Dongnan Wu
2026
Progressive Planning and Reinforced Reasoning: Large Language Model-Guided Multi-hop Question Answering over Knowledge Graph
Xiang Li | Runhai Jiao | Ruifan Li | Dongnan Wu | Ruojiao Qiao | Lei Liu
Findings of the Association for Computational Linguistics: ACL 2026
Xiang Li | Runhai Jiao | Ruifan Li | Dongnan Wu | Ruojiao Qiao | Lei Liu
Findings of the Association for Computational Linguistics: ACL 2026
Reinforcement learning, with its interpretable path reasoning, has emerged as a promising paradigm for multi-hop question answering over knowledge graphs. However, existing approaches suffer from two inherent limitations: (1) lacking effective intermediate guidance, agents often fall into aimless exploration when confronted with complex multi-hop questions; and (2) policy networks focus on local neighborhood information, making it difficult to anticipate the long-term consequences of decisions. To address these challenges, we propose a Progressive Planning and Reinforced Reasoning (PPRR) framework.

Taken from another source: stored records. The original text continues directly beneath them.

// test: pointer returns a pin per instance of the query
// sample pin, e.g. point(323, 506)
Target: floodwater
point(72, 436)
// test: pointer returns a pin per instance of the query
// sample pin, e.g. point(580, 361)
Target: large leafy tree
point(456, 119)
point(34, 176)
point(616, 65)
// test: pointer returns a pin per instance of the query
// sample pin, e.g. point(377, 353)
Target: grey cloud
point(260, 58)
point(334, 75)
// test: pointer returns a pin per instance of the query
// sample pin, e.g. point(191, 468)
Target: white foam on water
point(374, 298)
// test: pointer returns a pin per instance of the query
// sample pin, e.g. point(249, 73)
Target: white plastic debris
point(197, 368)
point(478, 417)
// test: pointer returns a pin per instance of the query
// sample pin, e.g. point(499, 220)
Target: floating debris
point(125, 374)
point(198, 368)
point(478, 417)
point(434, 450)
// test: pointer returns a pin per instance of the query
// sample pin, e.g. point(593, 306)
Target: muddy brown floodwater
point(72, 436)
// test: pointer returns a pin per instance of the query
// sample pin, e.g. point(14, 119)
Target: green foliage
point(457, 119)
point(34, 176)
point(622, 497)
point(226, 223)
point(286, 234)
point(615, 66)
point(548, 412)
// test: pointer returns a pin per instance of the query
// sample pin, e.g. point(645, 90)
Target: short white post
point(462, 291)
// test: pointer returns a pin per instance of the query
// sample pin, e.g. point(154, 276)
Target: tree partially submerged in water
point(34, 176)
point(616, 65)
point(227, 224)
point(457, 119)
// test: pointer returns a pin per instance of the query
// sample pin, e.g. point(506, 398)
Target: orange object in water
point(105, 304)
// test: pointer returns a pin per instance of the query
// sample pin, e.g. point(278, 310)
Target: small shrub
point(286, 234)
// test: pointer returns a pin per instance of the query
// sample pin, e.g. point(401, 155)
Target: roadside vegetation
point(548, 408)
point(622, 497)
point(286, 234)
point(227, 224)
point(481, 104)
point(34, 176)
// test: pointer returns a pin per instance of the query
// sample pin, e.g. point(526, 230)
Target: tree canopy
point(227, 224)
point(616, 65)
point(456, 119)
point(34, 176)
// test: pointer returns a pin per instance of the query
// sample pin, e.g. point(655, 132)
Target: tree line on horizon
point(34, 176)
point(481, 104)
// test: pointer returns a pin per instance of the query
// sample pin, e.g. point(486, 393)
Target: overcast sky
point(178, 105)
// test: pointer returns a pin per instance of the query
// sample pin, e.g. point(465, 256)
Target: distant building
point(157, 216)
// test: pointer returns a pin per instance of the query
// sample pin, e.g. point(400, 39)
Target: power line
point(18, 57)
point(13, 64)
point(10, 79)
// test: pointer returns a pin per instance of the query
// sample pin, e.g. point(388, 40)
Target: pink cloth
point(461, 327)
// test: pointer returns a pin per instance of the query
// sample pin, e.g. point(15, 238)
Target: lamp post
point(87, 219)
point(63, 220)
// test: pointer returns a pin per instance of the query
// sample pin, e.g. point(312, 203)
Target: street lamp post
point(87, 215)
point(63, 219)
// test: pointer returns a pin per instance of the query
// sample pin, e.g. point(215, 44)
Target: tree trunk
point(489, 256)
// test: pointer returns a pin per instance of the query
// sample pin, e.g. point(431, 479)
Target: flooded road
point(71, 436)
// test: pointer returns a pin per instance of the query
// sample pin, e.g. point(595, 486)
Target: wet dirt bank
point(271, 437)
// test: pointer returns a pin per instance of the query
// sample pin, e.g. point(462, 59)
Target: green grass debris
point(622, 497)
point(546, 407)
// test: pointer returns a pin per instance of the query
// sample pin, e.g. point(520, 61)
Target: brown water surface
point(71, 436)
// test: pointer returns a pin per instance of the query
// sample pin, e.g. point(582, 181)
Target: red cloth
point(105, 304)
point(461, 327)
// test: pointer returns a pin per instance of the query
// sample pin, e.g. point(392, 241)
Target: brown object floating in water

Specifically, we introduce large language models as multi-hop reasoning planners, converting decomposed sub-question sequences into stepwise decision guidance and thereby granting the agent human-like, step-by-step problem-solving capabilities. In addition, we design a structure-aware lookahead policy network, which explicitly models inter-node dependencies along the multi-hop reasoning process and performs lookahead value evaluations for candidate actions, thereby enhancing the agent’s global state awareness and decision foresight in complex environments. Finally, we conducted extensive experiments on four public multi-hop question answering benchmarks and one domain-specific dataset. The results demonstrate that our framework surpasses state-of-the-art methods while demonstrating strong generalization.